Figure 12 informs that the proposed system gives a measurement of 561 kWh (
Figure 12b) vs. 579 kWh reported by the company (
Figure 12a), this represents a minor difference of 18 kWh. The difference observed in the amount is attributed mainly to the block ranges considered in this study. Note that block B is two times higher than that used in the interface. On the other hand, the block IL is lower than used in the interface by 25 kWh, thus the significant difference for block S (129 vs. 211 kWh). According to the position of the pointer on the heat bar color, the householder under study is in the range of moderate high consumption since the Max allowed is 800 kWh.
Daily consumption is shown in
Figure 12c, and it represents an attractive alternative for the users in the evaluation of their consumption day by day. The gradient colored bars help to rapidly determine if the consumption in a determined day if near to the mean allowed. In this case, all days present a similar level of consumption due to the actual pandemic situation of COVID-19, that has caused that people stay at home most of the time.

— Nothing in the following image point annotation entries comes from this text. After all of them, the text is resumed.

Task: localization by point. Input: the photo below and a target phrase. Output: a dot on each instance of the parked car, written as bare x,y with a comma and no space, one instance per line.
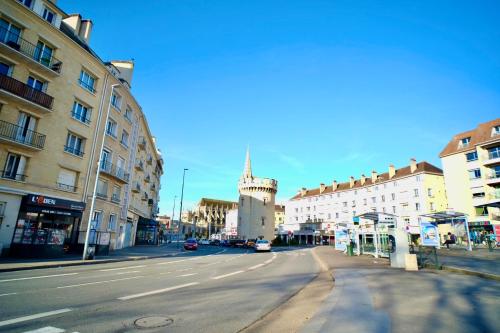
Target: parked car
191,244
262,245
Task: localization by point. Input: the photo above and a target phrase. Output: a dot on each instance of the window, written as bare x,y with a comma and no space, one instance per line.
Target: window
14,167
87,81
74,145
111,128
116,101
112,222
67,180
43,53
81,112
471,156
36,84
464,142
9,34
475,174
124,140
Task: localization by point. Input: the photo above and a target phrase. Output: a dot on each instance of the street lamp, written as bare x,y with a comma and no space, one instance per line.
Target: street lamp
98,172
180,210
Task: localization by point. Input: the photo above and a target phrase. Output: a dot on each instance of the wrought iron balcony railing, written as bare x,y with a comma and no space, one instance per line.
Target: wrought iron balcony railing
30,50
20,135
22,90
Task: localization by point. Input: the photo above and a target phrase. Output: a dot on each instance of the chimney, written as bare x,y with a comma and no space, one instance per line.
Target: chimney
413,165
85,30
392,171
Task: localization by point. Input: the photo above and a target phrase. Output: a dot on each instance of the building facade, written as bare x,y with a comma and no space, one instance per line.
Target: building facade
55,94
471,165
256,205
406,192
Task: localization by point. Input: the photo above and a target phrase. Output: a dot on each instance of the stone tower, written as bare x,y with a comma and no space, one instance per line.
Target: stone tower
256,205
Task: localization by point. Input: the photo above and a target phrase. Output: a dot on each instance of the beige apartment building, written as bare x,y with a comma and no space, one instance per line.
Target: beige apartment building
55,94
471,165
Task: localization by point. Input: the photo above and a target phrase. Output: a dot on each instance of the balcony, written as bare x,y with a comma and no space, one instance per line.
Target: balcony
16,134
26,50
114,171
142,142
139,165
12,176
11,86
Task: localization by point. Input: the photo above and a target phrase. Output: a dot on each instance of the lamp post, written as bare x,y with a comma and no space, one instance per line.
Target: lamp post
180,210
172,220
98,172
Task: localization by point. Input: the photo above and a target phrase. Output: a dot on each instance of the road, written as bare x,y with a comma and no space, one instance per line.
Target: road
210,290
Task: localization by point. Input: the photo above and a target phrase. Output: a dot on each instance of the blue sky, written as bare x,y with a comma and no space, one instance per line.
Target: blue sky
320,90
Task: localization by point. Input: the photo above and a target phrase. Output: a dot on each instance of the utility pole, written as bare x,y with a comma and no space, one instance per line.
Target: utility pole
180,210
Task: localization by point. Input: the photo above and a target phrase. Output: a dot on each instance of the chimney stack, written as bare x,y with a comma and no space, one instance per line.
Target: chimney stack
413,165
392,171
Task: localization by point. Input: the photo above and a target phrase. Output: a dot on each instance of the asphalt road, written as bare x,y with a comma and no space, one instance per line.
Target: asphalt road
210,290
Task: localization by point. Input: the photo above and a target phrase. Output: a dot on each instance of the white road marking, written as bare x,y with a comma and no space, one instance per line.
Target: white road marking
226,275
8,294
159,291
255,267
48,329
31,317
38,277
191,274
99,282
120,268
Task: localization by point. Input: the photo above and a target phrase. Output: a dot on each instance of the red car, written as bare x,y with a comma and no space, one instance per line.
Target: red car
191,244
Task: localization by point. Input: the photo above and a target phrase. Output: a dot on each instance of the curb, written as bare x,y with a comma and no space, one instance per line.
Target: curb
466,272
81,263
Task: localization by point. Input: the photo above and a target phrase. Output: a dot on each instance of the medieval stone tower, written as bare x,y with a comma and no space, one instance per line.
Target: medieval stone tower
256,205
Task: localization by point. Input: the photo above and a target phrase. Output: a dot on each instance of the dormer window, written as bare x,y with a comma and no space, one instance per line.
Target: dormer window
464,142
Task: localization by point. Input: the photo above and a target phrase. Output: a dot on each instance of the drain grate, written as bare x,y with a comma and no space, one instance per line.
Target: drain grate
153,322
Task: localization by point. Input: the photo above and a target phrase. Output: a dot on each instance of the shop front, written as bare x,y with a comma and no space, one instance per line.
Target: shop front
46,227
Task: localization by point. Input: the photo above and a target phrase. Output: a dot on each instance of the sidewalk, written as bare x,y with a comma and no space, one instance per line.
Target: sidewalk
127,254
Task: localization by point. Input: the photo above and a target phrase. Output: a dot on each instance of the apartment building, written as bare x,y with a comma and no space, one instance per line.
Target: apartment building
471,165
407,192
55,94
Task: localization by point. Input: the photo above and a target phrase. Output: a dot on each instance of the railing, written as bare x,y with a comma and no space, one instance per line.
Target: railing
20,89
12,176
80,117
113,170
73,151
66,187
20,135
30,50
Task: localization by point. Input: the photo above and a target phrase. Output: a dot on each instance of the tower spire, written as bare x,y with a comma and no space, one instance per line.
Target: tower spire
247,172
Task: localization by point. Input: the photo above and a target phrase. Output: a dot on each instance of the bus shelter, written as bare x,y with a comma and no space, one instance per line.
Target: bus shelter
458,221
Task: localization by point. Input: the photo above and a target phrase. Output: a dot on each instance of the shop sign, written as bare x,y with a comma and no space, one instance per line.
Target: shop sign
43,201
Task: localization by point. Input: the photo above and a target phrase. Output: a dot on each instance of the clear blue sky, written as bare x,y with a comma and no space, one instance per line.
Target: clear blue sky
320,90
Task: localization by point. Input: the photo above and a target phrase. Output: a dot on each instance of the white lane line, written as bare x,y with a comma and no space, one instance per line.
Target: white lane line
226,275
99,282
38,277
31,317
255,267
191,274
48,329
159,291
120,268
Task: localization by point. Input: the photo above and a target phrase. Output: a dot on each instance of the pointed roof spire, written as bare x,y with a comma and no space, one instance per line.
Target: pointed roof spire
247,172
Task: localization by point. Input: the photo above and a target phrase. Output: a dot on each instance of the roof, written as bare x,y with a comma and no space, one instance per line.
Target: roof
478,136
422,167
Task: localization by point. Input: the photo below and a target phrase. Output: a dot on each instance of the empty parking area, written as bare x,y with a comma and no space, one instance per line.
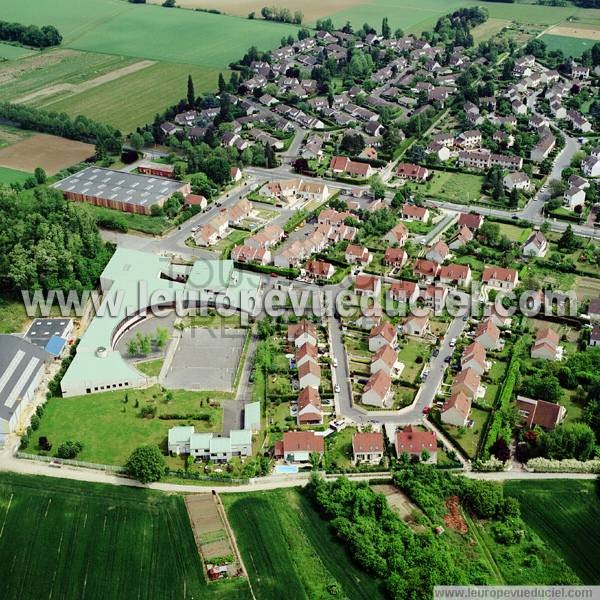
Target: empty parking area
206,359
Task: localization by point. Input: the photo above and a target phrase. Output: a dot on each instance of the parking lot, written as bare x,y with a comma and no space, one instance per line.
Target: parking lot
206,359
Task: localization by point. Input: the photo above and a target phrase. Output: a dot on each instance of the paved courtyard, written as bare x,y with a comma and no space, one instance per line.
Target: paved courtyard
206,359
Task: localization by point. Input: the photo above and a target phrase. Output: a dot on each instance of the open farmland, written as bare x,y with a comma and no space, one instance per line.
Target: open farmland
288,549
570,46
566,515
41,71
152,32
73,540
134,99
50,152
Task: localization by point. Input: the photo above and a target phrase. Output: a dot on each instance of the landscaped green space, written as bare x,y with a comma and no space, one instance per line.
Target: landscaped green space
289,550
12,175
153,88
150,367
110,425
455,187
69,540
566,515
570,46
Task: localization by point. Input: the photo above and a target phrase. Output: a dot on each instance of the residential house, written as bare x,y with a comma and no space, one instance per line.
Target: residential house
357,255
474,358
426,270
535,245
395,257
500,278
309,375
415,442
367,285
416,326
487,334
378,390
467,381
546,344
309,407
540,413
438,252
398,235
410,212
453,274
383,334
410,172
384,359
367,447
297,446
456,410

The forecast of the total energy consumption is shown in
Figure 12d, and it was obtained with the first week of measurement. From this Figure, it is be concluded that the implemented algorithm estimates properly the final reading with a minor difference of 36 kWh (just 0.6 kWh per day), as appreciated in
Figure 12b. Finally, this forecast was used for diagnosis of the installation, and the
Figure 12e indicates in a friendly manner that the facilities are working properly, and changing the technology of lightning or the inverter-based fridges can reduce the energy consumption.